The annual celebration gives locals and visitors alike up close and personal insight into this distinct and vibrant living culture, bringing the kitchen-céilidh feel to the forefront. Concerts and ceilidhs, pub nights, and square dances, celebrate beautiful Unama’ki/Cape Breton’s glorious scenery, music, food, and people with this perfect summer season kick-off – one big island-wide kitchen party!

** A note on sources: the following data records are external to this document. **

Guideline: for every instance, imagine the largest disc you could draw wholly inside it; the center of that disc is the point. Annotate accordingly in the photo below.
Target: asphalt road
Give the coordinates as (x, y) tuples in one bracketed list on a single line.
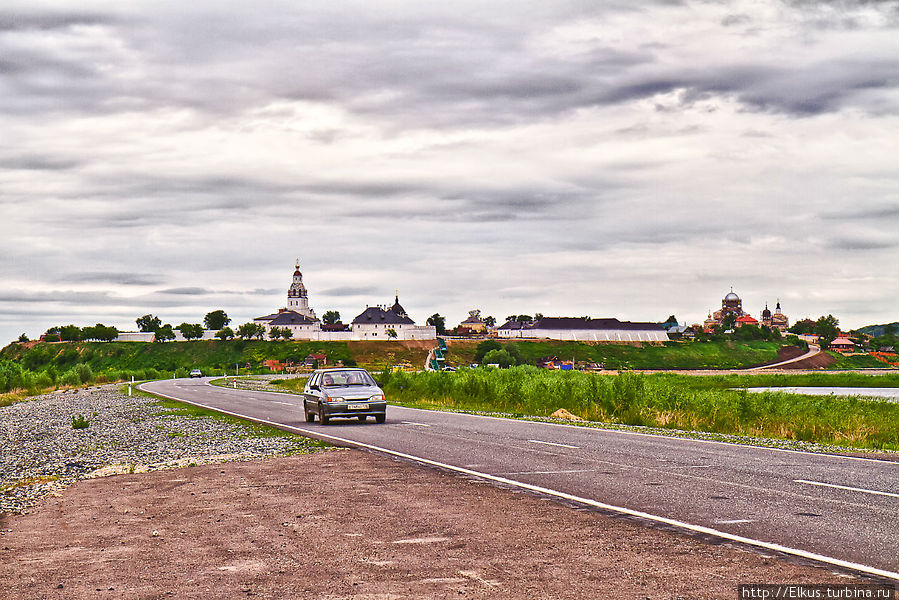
[(832, 507)]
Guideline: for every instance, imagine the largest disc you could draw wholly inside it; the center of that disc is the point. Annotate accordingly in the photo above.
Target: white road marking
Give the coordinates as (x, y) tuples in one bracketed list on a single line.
[(734, 522), (586, 501), (548, 472), (554, 444), (846, 487)]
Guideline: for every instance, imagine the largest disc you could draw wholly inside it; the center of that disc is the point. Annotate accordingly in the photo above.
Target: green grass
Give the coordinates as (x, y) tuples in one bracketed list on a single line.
[(861, 361), (664, 400)]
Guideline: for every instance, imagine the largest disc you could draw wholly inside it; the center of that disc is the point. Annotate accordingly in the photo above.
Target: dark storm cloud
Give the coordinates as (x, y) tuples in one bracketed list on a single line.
[(459, 71), (186, 291), (120, 278), (856, 243), (39, 163), (30, 19)]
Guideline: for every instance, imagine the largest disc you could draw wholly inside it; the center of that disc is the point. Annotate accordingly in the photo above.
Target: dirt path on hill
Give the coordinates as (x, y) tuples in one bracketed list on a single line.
[(348, 524)]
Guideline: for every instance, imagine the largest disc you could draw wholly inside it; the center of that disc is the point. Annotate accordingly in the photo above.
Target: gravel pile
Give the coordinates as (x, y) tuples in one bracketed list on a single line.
[(41, 452)]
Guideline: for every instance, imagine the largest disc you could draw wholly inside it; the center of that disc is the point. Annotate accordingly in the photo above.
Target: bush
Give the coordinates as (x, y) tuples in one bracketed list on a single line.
[(500, 357), (85, 373), (70, 378), (11, 376)]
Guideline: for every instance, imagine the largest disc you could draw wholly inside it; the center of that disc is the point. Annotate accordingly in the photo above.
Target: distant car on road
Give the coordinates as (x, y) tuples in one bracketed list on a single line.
[(343, 393)]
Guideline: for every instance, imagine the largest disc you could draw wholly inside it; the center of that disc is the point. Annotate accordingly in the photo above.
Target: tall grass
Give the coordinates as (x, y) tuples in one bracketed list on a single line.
[(655, 400)]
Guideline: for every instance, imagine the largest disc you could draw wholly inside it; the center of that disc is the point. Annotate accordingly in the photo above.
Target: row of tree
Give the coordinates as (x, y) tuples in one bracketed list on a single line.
[(73, 333)]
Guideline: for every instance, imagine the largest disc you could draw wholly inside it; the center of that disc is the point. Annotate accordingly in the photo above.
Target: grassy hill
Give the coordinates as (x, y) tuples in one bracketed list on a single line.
[(878, 330), (217, 356)]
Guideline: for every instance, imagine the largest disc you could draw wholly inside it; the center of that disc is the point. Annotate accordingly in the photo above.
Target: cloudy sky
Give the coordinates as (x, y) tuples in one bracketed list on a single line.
[(614, 158)]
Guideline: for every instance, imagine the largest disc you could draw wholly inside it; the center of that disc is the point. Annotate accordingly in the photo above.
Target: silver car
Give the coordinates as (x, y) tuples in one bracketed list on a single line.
[(350, 393)]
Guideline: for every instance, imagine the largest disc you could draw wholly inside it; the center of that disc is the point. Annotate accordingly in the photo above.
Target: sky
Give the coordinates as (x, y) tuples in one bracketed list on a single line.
[(606, 159)]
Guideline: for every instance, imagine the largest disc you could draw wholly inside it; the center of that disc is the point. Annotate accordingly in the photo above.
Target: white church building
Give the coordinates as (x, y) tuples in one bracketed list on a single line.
[(374, 323)]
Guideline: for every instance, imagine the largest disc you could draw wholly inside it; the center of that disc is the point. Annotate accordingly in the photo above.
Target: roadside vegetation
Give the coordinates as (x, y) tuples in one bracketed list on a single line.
[(664, 400)]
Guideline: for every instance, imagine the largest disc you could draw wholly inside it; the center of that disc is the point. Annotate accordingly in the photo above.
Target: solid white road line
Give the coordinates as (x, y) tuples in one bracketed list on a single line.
[(548, 472), (586, 501), (554, 444), (846, 487)]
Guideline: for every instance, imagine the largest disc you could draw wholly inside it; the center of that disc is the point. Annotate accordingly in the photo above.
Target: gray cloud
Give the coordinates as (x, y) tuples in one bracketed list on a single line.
[(113, 277), (187, 291), (603, 158), (350, 291)]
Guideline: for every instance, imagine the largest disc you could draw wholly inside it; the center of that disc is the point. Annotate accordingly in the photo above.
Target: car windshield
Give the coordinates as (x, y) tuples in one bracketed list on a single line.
[(346, 378)]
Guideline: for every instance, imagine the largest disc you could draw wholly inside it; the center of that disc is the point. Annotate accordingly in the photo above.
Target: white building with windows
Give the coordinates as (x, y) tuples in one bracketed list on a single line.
[(580, 329), (375, 322)]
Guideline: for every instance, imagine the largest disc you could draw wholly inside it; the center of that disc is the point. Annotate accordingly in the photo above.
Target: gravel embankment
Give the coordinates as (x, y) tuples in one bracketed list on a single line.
[(41, 452)]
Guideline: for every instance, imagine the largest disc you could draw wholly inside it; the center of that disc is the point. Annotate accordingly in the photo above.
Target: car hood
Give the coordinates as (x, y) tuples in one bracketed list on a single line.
[(353, 391)]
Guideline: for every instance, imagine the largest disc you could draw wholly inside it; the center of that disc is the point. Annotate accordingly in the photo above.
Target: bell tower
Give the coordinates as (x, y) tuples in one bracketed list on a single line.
[(297, 299)]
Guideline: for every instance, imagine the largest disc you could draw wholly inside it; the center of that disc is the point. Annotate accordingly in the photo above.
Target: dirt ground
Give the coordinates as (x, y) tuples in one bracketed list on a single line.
[(350, 524)]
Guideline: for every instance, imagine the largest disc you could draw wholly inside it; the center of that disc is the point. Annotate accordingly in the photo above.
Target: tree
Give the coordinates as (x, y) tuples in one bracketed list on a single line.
[(100, 332), (191, 331), (805, 326), (70, 333), (225, 333), (148, 323), (164, 333), (438, 322), (250, 330), (216, 319), (827, 329), (280, 332), (484, 347)]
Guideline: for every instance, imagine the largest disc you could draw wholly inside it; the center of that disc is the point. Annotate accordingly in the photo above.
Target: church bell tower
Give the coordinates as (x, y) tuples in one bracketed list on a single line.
[(297, 299)]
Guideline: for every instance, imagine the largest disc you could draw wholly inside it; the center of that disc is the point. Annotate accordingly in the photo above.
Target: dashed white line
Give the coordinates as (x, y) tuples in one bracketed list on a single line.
[(846, 487), (554, 444), (548, 472)]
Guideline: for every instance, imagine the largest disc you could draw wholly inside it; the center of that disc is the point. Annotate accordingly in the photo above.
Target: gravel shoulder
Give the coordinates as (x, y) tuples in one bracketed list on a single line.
[(335, 524)]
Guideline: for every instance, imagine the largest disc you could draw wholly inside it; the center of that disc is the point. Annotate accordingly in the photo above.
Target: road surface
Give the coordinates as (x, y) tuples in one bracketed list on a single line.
[(841, 510), (813, 350), (879, 393)]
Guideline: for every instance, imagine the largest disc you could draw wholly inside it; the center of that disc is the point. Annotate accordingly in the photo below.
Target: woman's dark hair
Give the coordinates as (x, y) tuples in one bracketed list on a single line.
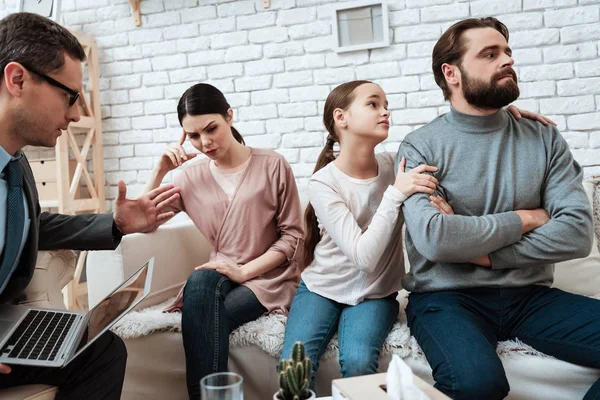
[(451, 46), (201, 99), (36, 42), (341, 97)]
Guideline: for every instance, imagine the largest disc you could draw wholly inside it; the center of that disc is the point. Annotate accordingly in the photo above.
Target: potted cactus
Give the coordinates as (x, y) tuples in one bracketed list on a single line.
[(294, 376)]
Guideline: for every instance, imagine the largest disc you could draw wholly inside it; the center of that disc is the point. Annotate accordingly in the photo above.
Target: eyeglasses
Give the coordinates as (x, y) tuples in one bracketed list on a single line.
[(73, 94)]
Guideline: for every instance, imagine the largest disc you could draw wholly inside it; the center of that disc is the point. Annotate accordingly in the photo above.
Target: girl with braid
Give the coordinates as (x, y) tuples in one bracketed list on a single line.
[(353, 245)]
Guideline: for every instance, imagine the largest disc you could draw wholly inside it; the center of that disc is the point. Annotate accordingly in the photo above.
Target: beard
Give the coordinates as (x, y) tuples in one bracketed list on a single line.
[(492, 94), (32, 130)]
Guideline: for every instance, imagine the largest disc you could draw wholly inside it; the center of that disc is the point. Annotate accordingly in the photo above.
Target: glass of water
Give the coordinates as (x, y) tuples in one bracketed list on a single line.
[(222, 386)]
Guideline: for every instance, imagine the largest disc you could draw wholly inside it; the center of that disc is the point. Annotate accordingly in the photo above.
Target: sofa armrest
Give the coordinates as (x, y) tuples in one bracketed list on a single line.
[(53, 271), (177, 247)]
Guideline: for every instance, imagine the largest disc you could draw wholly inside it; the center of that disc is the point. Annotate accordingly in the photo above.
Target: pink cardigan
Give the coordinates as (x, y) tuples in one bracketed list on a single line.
[(264, 214)]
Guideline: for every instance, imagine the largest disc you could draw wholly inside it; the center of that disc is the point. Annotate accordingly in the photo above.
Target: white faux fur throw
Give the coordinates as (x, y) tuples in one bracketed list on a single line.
[(267, 333)]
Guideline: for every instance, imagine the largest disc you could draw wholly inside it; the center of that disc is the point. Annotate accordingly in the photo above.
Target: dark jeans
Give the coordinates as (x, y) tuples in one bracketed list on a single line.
[(213, 306), (362, 330), (97, 373), (458, 330)]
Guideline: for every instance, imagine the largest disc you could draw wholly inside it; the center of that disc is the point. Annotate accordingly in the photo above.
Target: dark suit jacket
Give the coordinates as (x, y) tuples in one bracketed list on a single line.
[(55, 231)]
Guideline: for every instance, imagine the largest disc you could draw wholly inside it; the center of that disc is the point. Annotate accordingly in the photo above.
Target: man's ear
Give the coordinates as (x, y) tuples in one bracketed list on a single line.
[(451, 74), (14, 78), (339, 117)]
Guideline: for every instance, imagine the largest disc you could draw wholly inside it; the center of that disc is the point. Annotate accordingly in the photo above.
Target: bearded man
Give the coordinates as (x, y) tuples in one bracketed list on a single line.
[(509, 205)]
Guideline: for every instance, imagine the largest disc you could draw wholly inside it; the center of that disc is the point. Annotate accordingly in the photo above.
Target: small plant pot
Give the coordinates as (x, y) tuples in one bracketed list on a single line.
[(312, 396)]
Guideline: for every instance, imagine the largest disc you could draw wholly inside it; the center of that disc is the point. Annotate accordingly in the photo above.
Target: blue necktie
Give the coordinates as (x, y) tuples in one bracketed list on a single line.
[(15, 221)]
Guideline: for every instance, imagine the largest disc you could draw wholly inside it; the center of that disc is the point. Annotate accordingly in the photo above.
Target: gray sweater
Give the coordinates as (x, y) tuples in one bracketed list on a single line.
[(488, 167)]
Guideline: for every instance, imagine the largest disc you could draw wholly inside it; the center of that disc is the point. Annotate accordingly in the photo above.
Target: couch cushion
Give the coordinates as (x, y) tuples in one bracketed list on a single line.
[(29, 392), (581, 276)]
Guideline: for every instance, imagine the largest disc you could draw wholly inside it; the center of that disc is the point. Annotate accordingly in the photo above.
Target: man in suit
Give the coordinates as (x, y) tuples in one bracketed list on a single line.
[(40, 82)]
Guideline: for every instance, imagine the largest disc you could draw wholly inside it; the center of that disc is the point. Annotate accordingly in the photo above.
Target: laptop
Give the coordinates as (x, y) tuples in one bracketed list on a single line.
[(53, 338)]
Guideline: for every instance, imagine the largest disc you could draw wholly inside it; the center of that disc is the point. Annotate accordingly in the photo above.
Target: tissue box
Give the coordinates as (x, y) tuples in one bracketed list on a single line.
[(370, 387)]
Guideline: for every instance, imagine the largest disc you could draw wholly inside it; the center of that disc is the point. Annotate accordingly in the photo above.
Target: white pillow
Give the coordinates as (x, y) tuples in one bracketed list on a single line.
[(580, 276)]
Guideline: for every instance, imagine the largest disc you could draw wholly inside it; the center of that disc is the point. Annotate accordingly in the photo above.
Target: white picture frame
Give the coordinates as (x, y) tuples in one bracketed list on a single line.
[(47, 8), (360, 25)]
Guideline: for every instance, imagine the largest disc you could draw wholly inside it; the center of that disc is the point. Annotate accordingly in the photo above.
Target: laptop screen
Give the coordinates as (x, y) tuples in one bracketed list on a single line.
[(118, 303)]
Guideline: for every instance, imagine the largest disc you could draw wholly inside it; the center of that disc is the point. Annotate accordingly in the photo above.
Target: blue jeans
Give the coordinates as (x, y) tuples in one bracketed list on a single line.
[(213, 306), (458, 331), (362, 329)]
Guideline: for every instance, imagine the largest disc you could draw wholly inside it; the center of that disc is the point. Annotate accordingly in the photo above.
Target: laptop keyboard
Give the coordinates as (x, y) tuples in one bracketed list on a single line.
[(39, 336)]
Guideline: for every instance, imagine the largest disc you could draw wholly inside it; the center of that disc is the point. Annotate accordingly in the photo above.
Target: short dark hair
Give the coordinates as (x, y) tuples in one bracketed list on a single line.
[(37, 42), (450, 48), (202, 99)]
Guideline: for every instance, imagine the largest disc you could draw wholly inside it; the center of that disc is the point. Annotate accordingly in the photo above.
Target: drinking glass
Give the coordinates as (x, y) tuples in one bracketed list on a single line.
[(222, 386)]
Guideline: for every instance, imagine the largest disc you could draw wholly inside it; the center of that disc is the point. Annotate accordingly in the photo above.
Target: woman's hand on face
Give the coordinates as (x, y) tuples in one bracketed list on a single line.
[(441, 204), (174, 156), (229, 269), (518, 114), (416, 180)]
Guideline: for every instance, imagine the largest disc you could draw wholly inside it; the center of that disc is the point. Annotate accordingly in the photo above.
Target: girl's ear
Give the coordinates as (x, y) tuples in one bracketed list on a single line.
[(339, 117), (230, 117)]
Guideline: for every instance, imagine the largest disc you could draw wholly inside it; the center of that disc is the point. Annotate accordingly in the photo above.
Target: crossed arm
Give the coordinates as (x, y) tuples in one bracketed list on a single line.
[(503, 240)]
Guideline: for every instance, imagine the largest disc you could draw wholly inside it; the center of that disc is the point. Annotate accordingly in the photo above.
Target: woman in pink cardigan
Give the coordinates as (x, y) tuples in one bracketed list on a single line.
[(245, 202)]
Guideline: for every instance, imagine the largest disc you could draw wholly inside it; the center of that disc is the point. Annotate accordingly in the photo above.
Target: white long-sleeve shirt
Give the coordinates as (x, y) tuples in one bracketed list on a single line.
[(359, 255)]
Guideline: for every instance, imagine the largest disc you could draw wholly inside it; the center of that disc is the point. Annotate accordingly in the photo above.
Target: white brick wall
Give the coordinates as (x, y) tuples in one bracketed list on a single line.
[(276, 68)]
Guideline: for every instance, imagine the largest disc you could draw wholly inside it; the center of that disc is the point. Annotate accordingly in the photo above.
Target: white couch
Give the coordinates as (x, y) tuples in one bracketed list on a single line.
[(156, 367), (53, 271)]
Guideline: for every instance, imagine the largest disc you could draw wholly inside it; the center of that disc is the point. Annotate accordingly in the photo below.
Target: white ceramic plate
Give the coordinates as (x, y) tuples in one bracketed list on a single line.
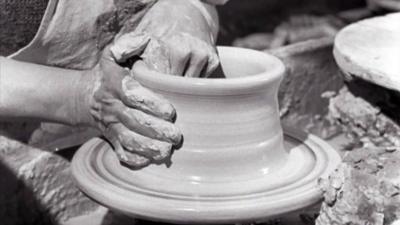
[(99, 174)]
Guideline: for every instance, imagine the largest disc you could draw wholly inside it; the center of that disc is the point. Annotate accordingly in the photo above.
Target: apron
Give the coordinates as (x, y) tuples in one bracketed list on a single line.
[(73, 34)]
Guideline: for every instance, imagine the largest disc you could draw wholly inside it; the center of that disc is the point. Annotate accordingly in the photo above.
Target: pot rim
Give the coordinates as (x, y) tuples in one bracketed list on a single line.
[(272, 66)]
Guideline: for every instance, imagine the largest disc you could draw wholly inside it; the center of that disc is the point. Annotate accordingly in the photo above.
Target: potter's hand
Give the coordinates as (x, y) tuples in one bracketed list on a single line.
[(136, 121), (174, 37)]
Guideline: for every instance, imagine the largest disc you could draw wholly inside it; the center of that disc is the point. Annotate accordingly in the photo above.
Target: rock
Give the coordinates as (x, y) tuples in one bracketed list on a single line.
[(364, 189), (311, 72), (367, 113), (370, 50), (37, 187)]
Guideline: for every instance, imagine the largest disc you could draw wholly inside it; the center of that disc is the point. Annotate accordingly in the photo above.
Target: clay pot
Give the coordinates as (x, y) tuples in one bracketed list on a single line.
[(231, 125), (235, 165)]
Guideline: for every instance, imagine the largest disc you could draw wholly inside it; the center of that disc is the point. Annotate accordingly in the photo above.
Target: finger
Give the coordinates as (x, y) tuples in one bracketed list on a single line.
[(156, 57), (213, 62), (144, 146), (179, 57), (129, 45), (131, 159), (149, 126), (136, 96), (197, 63)]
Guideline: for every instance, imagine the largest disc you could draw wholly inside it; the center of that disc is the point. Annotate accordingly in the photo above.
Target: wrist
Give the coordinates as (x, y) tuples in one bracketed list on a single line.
[(209, 13), (83, 99)]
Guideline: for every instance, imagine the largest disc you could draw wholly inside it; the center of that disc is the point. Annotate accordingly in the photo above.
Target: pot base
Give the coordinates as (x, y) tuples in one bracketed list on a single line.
[(99, 174)]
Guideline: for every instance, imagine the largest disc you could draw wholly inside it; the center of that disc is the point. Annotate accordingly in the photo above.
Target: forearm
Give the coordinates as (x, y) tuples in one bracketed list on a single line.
[(40, 92), (192, 16)]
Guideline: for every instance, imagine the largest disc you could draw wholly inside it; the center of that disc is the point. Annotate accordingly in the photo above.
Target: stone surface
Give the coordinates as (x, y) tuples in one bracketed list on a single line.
[(364, 189), (367, 113), (370, 50), (311, 75), (36, 186)]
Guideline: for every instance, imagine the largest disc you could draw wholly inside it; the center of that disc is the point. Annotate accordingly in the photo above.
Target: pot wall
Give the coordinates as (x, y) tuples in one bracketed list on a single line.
[(226, 122)]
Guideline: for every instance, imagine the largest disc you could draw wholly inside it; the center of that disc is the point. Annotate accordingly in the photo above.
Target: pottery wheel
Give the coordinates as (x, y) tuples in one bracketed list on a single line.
[(100, 175)]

Book your stay at Back Home Bed and Breakfast while taking in the Kitchenfest activities.

For more Kitchenfest information follow the link KITCHENFEST or to click to view the schedule of events

Here is a google map link of the Kitchenfest venues map courtesy of Back Home bed and Breakfast.


The 2022 Louisbourg Crab Fest is being planned to take place on Saturday, July 30th from 12:00 noon – 1:30 am on the Louisbourg Waterfront! 

On Saturday, they are planning to have crab dinners available (depending upon supply), starting at noon, along with ‘toe-tappin’  entertainment throughout the day and during the evening.

A refreshment tent, merchandise booth, and canteen service will also be available during the festival.

Children’s activities will take place from 1:00-4:00 pm.

You are invited to come and join in for the fun, food, and festivities during the 28th Annual Louisbourg Crab Fest!

Book your stay with Back Home Bed and Breakfast and attend this great time!